Learning the Traveling Salesman Problem
An introduction to deep learning for combinatorial optimization
Note this post is still in progress but I’m leaving it up for now :)
Learning Goals
- Dive into deep learning for combinatorial optimization with a single standalone example
The Traveling Salesman Problem (TSP) has seen large interest from the deep learning community since 2016. It is seen as a solid benchmark problem for researching deep learning for combinatorial optimization. It is seen this way for several reasons.
Autoregressive vs non-autoregressive
- The problem has been studied for ~50 years.
- Already developed solvers such as Concorde TSP allow for both validation and some forms of supervised approaches.
- …
Autoregressive -> reinforcement learning
Non-autoregressive -> supervised
The two seminal papers:
- Pointer Networks Oriol Vinyals, Meire Fortunato, Navdeep Jaitly. Sequence to sequence, always start at first city, supervised
- Attention, Learn to Solve Routing Problems! Wouter Kool, Herke van Hoof, Max Welling Reinforcement Learning, transformers, autoregressive
In this post, I will implement a similar version to “Attention, Learn to Solve Routing Problems!”. However, we will simplify the code by only solving TSP. We can write much simpler code if we ignore the Vehicle Routing Problem and the Orienteering Problem. Try to only have the essential parts to solve just this one problem.
Differences between code:
- Solves just TSP instead of TSP, Vehicle Routing Problem, and Orienteering Problem
- Transformers use LayerNorm instead of BatchNorm
- Baseline done by tracking an exponential moving average for each TSP problem vs a greedy rollout.

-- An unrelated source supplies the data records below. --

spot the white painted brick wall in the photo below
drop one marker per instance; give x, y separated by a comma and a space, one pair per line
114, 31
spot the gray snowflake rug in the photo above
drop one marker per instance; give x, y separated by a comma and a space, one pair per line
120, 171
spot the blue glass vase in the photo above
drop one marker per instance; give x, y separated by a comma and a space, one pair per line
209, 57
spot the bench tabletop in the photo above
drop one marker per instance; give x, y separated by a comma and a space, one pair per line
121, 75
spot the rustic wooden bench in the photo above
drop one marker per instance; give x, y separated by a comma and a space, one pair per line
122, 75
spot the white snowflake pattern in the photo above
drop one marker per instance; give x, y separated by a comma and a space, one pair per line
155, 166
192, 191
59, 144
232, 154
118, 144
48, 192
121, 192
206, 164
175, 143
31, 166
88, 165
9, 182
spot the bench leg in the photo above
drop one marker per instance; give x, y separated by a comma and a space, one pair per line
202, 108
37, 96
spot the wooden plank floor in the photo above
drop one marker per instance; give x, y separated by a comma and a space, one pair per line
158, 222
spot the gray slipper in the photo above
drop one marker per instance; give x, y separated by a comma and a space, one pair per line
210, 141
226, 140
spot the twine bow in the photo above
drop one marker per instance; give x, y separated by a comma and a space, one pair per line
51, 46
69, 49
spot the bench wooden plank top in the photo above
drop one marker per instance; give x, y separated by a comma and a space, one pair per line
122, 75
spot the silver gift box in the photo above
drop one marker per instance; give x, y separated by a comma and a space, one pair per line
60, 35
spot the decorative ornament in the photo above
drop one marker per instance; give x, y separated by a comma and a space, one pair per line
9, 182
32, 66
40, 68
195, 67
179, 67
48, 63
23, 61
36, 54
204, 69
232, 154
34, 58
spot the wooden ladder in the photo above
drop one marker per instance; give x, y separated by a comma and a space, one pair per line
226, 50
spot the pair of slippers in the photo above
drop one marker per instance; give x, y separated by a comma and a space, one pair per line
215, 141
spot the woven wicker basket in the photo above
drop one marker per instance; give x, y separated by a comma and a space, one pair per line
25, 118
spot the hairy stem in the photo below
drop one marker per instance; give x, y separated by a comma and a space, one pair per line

What does autoregressive mean? Autoregressive in this context means that we will build the TSP solution incrementally. At each step, the model will add one additional node to the tour. This continues until all nodes have been added to the tour.
Encoder-decoder architecture. The model consists of two phases.
class TspModel(nn.Module):
def __init__(self, emb):
super().__init__()
self.encoder = TspEncoder(emb)
self.decoder = TspDecoder(emb)
def forward(self, x, strategy):
"""
returns:
log_probs: [batch_size, num_nodes - 1]
tours: [batch_size, num_nodes]
"""
h = self.encoder(x)
log_probs, tours = self.decoder(h, strategy)
return log_probs, tours
The encoder consists of two pieces.
- A linear layer that converts the 2d xy coordinates into the embedding dimension
- An “encoder only” transformer consisting of a bunch of multiheaded attention blocks
class TspEncoder(nn.Module):
def __init__(self, emb, blocks=3, heads=8):
super().__init__()
self.xy = nn.Linear(2, emb)
self.blocks = nn.Sequential(
*(MultiheadAttentionBlock(emb, heads) for _ in range(blocks))
)
def forward(self, x):
h = self.xy(x)
return self.blocks(h)